There was no mention in the Terms of Reference for the Retirement Commissioner’s 2019 Review of the big-picture issues associated with New Zealand’s economic future. As we have said, growing the economy is the first priority in preparing for an ageing population. A bigger pie means there is more to share amongst everyone, including the old. Improving productivity is also important as the proportion of ‘workers’ shrinks.
[1]This section is based on a submission by Michael Littlewood for the Retirement Commissioner’s 2016 Review: Ageing populations, retirement incomes and public policy: the four ‘first principles’ of policy-making - A submission to the Commission for Financial Capability(accessible here).
[2]Does New Zealand have a household saving crisis?(2007) by Trinh Le (New Zealand Institute of Economic Research, accessible here) suggests that both the New Zealand Superannuation Fund (see section 6 below) and KiwiSaver (section 13 below) were unnecessary public policy interventions to, as claimed at the time, help fix an apparent savings ‘problem’. “Overall, the reasons that have been used to justify pro-saving policies lack economic underpinnings. If there is a policy that New Zealand needs, it must be one that promotes growth. Pro-saving policies are more likely to be regrettable than not” (page 16). The “regrettable” reference related to the Treasury’s ex postjustification of the large tax breaks delivered to KiwiSaver in the 2007 Budget in A Synopsis of Theory, Evidence and Recent Treasury Analysis on Saving (2007 – accessible here). The specific reference is that report’s conclusion: “However, in the light of the recent data, evidence and analysis mentioned above, on balance we think that further or stronger pro-saving action is now justified…..This judgement for further or stronger action rests on a least-regrets approach in the light of data uncertainties, persistent macroeconomic imbalances and the possibility that individuals are basing saving decisions on long-run expectations that could turn out to be mistaken” (from page 4 - our emphasis).
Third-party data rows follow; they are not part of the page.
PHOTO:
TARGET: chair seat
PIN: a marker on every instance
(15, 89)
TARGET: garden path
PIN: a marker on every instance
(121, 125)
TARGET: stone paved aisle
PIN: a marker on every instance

[3]For example, an analysis of US data from the U.S. Bureau of Economic Analysis between 1948 and 2015 used by Steve Roth here concludes, among other things, that personal saving and private investment are “very weakly correlated and what correlation there is is mostly negative.” Also “Personal saving has a significant and quite consistently negative correlation with business investment. Again: more saving, less investment.” These are actual data observed, not forward-looking models of what ‘should’ happen.
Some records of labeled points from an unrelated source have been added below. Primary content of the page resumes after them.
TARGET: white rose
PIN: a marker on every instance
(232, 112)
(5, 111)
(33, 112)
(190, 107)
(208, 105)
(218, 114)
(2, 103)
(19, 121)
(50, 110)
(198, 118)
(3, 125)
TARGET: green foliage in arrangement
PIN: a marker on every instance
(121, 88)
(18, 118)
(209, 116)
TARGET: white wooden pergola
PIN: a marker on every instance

[4]Increasing the size of private claims on the economy, in the absence of growth, may actually worsen affordability issues associated with ageing populations.
[5]Achieving New Zealand’s Productivity Potential, The New Zealand Productivity Commission, November 2016 – accessible here
[6]Affording Our Future – Statement on New Zealand’s Long-term Fiscal Position, The Treasury, Wellington (available here)
[7]The Treasury’s 2016 Statement on the Long-term Fiscal Position (available here). This is the most recent version of the Model.
[8]In ‘Wellbeing’ Budget might need more, not less focus on GDP, Justin Stevenson (in Stuff, 1 May 2019 – accessible here) suggests that measuring GDP per capita changes against the international ‘Social Policy Index’ [see here for more] shows a “clear positive relationship between SPI and GDP, particularly when compared on a logarithmic scale. “Overall, New Zealand is ranked 10thon the SPI index, behind the usual Scandinavian suspects. However, in terms of bang per buck (SPI per logarithmic scale…) New Zealand is first. What New Zealand seems to need is more bucks.”